Sonntag, 8. April 1951, 15.00 Uhr: Zum ersten und einzigen Mal in dieser Saison war das Städtische Stadion an der Grünwalder Straße mit 45 000 Zuschauern restlos ausverkauft. Selbst zu den beiden Lokalderbys gegen den FC Bayern waren nur 35 000 bzw. 20 000 Zuschauer gekommen. Was heute seltsam anmutet, ist für die damalige Zeit durchaus erklärbar. Im unmittelbaren Nachkriegsdeutschland lebten die meisten Menschen in eher bescheidenen Verhältnissen, viele Fußballbegeisterte konnten sich nur selten den Luxus einer Eintrittskarte leisten, der Fußball als Volkssport besaß noch nicht den alles dominierenden Stellenwert, die Rivalität zwischen den Münchner Top-Klubs war weniger ausgeprägt, ein Lokalderby besaß keineswegs den herausragenden Eventcharakter heutiger Tage und der FC Bayern spielte damals im namenlosen Mittelfeld der Oberliga Süd nur eine höchst bescheidene Rolle. Viele Fans wollten lieber den 1. FC Nürnberg mit seinem Stürmerstar Max Morlock sehen, den möglichen kommenden Deutschen Meister.

Das Löwen-Team in der Saison 1950/51, oben von links: Koller, Roßmann, Link, Sommer I, Zausinger, Trainer Dr. Schäfer, Mondschein, Hornauer, Fottner, Scherer, Seemann. Unten von links: Schmidhuber, Sommer II, Pledl, Regler, Strauß, Müller, Glas, Gossler.

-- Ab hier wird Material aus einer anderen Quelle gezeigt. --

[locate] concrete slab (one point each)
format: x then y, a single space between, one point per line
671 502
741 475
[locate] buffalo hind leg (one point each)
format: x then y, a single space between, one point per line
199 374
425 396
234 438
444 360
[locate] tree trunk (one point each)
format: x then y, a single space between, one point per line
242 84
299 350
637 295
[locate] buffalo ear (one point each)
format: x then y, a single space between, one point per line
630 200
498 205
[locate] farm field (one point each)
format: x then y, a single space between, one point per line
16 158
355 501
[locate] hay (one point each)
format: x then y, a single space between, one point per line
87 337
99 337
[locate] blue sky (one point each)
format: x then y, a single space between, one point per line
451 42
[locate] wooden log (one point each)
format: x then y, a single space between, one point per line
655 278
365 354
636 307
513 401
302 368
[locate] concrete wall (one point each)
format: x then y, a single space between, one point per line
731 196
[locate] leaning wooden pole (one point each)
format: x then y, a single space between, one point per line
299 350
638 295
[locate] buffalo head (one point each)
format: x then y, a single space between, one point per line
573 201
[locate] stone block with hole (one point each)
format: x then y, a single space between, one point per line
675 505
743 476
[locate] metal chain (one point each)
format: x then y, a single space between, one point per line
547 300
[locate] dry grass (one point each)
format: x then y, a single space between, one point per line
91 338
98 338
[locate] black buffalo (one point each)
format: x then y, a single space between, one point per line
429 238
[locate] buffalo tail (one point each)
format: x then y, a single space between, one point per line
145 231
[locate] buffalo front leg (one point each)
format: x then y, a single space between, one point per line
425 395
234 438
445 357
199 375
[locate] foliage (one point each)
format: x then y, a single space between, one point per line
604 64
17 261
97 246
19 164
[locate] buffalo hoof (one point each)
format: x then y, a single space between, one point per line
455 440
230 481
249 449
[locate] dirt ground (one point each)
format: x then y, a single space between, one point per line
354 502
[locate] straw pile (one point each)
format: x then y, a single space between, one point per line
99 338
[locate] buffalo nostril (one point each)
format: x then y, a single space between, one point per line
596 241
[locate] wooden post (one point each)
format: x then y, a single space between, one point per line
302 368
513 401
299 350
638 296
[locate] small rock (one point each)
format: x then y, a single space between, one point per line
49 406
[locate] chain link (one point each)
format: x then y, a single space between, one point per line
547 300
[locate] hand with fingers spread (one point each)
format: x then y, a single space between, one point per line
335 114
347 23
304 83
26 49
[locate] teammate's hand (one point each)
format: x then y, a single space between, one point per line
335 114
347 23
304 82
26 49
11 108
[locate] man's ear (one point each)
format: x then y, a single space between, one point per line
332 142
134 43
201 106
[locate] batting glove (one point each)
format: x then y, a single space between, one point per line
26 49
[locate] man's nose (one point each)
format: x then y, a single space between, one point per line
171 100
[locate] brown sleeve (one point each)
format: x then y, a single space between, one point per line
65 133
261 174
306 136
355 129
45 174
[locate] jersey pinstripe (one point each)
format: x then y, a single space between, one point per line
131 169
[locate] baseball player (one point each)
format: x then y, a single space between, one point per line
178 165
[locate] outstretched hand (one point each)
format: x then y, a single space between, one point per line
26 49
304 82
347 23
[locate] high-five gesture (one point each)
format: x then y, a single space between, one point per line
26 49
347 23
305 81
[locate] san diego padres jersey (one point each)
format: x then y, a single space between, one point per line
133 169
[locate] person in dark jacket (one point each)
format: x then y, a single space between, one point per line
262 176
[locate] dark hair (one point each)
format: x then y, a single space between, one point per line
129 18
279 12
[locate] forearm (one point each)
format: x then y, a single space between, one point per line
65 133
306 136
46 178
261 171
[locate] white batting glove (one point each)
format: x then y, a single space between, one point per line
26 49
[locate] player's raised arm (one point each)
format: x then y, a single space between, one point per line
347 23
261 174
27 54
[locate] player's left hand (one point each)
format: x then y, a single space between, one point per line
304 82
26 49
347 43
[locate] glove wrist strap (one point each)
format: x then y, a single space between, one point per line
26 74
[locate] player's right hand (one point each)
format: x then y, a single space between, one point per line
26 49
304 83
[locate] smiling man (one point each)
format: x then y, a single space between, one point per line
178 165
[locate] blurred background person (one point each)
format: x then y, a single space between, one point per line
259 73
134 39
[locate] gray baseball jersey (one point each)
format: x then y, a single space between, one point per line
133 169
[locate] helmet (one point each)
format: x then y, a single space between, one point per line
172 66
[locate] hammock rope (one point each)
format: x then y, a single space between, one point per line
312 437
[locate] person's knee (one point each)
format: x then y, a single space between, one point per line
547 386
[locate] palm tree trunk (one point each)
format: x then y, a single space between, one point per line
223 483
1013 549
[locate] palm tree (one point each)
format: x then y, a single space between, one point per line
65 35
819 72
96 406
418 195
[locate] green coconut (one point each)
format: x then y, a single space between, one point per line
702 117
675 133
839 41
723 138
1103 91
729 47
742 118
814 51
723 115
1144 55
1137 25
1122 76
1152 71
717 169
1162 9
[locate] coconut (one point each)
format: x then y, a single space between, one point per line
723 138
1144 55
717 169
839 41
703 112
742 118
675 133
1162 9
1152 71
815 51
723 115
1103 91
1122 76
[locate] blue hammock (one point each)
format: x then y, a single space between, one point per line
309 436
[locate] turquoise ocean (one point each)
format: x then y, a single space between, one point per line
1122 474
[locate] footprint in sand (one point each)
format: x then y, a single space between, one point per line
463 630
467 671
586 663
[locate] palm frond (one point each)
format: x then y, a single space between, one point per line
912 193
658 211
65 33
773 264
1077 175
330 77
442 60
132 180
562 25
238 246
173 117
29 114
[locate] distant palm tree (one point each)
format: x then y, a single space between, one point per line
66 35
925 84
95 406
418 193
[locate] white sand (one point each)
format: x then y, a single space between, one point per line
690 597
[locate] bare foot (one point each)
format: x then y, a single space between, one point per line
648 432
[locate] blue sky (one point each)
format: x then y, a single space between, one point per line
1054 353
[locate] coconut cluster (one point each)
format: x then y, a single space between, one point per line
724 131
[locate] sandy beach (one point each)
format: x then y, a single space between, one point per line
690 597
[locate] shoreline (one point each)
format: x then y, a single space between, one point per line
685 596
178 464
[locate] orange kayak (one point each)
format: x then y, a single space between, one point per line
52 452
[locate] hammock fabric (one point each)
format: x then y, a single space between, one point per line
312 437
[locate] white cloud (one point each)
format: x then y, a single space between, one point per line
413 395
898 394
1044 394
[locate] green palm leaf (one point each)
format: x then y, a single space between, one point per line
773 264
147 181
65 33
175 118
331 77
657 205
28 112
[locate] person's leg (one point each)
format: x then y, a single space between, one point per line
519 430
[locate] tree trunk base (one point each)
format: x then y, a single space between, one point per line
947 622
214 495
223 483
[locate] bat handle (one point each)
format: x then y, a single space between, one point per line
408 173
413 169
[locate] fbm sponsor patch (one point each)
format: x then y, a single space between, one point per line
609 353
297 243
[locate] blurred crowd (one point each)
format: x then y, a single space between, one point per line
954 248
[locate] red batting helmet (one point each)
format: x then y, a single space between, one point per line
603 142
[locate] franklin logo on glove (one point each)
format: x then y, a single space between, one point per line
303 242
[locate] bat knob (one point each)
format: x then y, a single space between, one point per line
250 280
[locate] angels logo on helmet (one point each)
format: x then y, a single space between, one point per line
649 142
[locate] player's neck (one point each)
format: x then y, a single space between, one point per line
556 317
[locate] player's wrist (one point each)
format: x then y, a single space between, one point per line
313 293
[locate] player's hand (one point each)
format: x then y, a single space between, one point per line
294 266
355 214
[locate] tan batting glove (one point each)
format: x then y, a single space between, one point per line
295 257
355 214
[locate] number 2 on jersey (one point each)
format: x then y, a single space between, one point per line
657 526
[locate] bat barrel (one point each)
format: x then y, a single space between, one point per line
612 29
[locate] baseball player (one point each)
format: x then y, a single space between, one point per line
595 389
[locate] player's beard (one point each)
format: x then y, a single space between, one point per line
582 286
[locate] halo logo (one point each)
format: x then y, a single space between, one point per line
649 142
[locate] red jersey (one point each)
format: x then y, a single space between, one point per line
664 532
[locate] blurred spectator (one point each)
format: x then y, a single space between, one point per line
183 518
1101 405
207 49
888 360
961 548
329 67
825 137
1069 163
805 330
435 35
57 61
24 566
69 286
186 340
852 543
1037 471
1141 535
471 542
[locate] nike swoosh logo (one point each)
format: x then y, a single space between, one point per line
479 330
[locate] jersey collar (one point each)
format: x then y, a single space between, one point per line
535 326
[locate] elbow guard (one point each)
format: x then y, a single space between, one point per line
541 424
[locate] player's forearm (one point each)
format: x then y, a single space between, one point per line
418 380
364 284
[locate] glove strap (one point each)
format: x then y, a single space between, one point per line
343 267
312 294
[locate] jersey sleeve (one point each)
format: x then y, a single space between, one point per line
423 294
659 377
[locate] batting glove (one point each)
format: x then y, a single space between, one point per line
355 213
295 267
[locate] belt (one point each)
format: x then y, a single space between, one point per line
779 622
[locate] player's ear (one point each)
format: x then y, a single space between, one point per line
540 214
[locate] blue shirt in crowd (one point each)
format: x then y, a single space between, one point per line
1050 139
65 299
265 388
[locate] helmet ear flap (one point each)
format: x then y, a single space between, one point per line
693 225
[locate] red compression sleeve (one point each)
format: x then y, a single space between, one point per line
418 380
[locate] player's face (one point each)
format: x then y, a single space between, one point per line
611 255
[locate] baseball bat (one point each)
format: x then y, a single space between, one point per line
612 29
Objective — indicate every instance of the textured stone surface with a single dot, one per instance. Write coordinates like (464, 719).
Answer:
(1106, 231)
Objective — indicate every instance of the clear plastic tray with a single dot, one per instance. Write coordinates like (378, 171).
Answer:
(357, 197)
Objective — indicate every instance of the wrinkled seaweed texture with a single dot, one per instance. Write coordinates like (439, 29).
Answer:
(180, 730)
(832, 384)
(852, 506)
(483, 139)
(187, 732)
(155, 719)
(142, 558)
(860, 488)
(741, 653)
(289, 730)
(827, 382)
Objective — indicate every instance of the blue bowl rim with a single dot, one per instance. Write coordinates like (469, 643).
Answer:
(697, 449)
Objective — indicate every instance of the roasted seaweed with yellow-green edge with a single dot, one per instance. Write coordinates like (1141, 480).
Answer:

Und der Club wurde seiner Favoritenrolle gerecht, zumindest in den ersten Minuten. Schnell führten die Nürnberger durch ein Tor von Winterstein mit 1:0. Aber in der 27. Minute gelang dem legendären Alois Hornauer (Spieler bei Sechzig 1940-1957) der 1:1 Ausgleich. Sechzig drehte das Spiel endgültig in der 75. Minute, als Kurt Lauxmann zum 2:1 einschoss. Ein glorreicher Sieg war errungen, drei Wochen später eine erfolgreiche Saison mit dem 6. Platz, drei Plätze und neun Punkte vor dem FC Bayern, abgeschlossen und der Löwensturm hatte in dieser Saison 1950/1951 mit sensationellen 97 Toren die Oberliga Süd gerockt.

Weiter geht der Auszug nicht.